Madrid (DPA). Letizia Ortiz llevaba diez años aprendiendo a ser princesa, los que transcurrieron desde su boda con el príncipe Felipe el 22 de mayo de 2004. Con el ascenso al trono de su marido, la ex periodista se convertirá en la primera reina plebeya de la historia de la monarquía española.
El mayor problema con el que se había topado hasta ahora como princesa de Asturias era que no había libro de instrucciones para ejercer bien como consorte del heredero del trono español. Lo mismo ocurrirá cuando su marido se convierta en Felipe VI.
Para Felipe -como para sus propias hijas, las infantas Leonor y Sofía, de ocho y siete años- su aprendizaje real comenzó de niño. Para ella, que tiene ahora 41 años, arrancó con 31.
Venía de montar en autobús, de poner ella misma la gasolina a su automóvil, de pagar la hipoteca, el recibo de la luz y el del agua. De estudiar en instituto y universidad pública y de trabajar por lograr el éxito profesional en el periodismo.
Hace diez años pasó a engrosar la familia real española con un pasado a sus espaldas: divorciada de un profesor de Literatura que le dio clases en el instituto y procedente de una familia de clase media, sencilla, de madre enfermera y sindicalista y nieta de un taxista. Y de padres también divorciados.
Una trayectoria vital y una procedencia que no gustaron en los círculos conservadores, pero que otros sectores más abiertos de la sociedad española interpretan como un paso en la modernización de la institución, en la que Letizia cobraba hasta ahora unos 102.000 euros brutos al año del presupuesto que el Estado español destina a la Casa del Rey.
Los medios de comunicación españoles y quienes la conocen la definen siempre como perfeccionista: en su trabajo, en su imagen, con su familia. Un perfeccionismo que la ha llevado a trabajar afanosamente por cumplir bien su cometido -al principio recorría La Zarzuela con bolígrafo y cuaderno- y por encontrar su sitio.
Pero ese perfeccionismo parece ser más barrera que otra cosa entre ella y los españoles. Diez años después de convertirse en princesa de Asturias y a punto de ser reina, no termina de sintonizar con ellos.
En las encuestas es la peor valorada del núcleo de la familia real, por detrás del rey Juan Carlos, cuya popularidad comenzó a hundirse con su famosa cacería en Botsuana en 2012. Y eso que no ha protagonizado ningún escándalo y ejerce con corrección su papel institucional, en gran parte por la meticulosidad con la que prepara cada uno de los actos.
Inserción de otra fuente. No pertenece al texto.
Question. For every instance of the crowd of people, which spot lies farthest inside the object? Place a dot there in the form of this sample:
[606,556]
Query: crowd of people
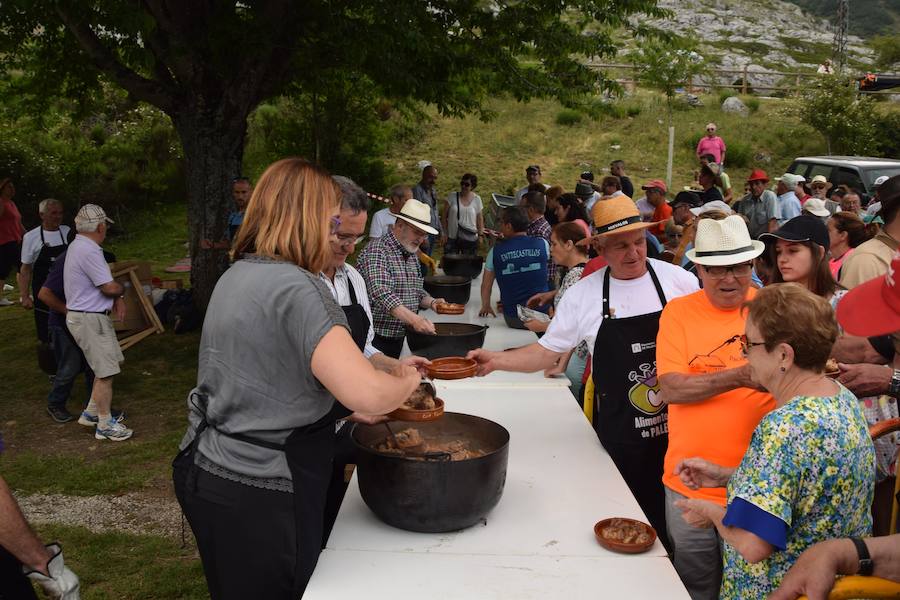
[697,328]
Pero se la percibe fría, rígida y distante.
Ya no está la espontaneidad de aquel "¡Déjame terminar!" que el 6 de noviembre de 2003, tras la pedida de mano, le espetó al príncipe cuando intentó interrumpirla ante unos 300 periodistas. Los más conservadores interpretaron el gesto casi como una afrenta al heredero, otros como una prueba de su fuerte personalidad.
El protocolo ha limado las formas en una mujer impulsiva y de carácter, pero le ha arrebatado quizá una de las bazas que hubiera podido jugar para acercarse a los españoles.
Siempre ha dicho que su ejemplo a seguir es la reina Sofía, con la que mantiene una relación cordial que se percibe cuando se las ve juntas. De cómo es su relación con el rey Juan Carlos se sabe poco, más allá de los rumores de que es mala desde el principio.
A Letizia se la observa con lupa continuamente. Se le critica su extremada delgadez, su afán por ir a la moda, sus retoques estéticos, entre ellos una operación de nariz en 2008 a la que oficialmente se sometió por problemas que sufría al respirar.
En los actos oficiales los medios están más pendientes de sus modelos -viste solo firmas españolas y Felipe Varela es su modisto preferido- y de sus peinados que de lo que hace. La presión mediática sobre ella es fuerte, aunque fue mayor hasta que aseguró la sucesión al trono con el nacimiento de Leonor.
En lo institucional se identifica con la infancia, la juventud y las enfermedades raras, las causas a las que más se dedica desde que en 2007 tuvo ya agenda propia al margen de la que comparte con su marido. En lo personal ha intentado establecer una línea entre su vida pública y la privada. Y pasó su peor momento con el suicidio de su hermana Erika en 2007, que dejó en ella un poso de amargura.
Sus esfuerzos por intentar tener una vida lo más normal posible detrás de la institucional le valen críticas. Como cuando fue a un concierto de The Killers y se mezcló entre los fans con dos amigas.
Junto al príncipe se va de incógnito al cine cada vez que puede. Y le gusta tener vacaciones íntimas lejos de los focos mediáticos que atrae Mallorca, donde la familia real veranea desde siempre. Eso tampoco gusta. Como reina, tendrá que cambiar algunas cosas.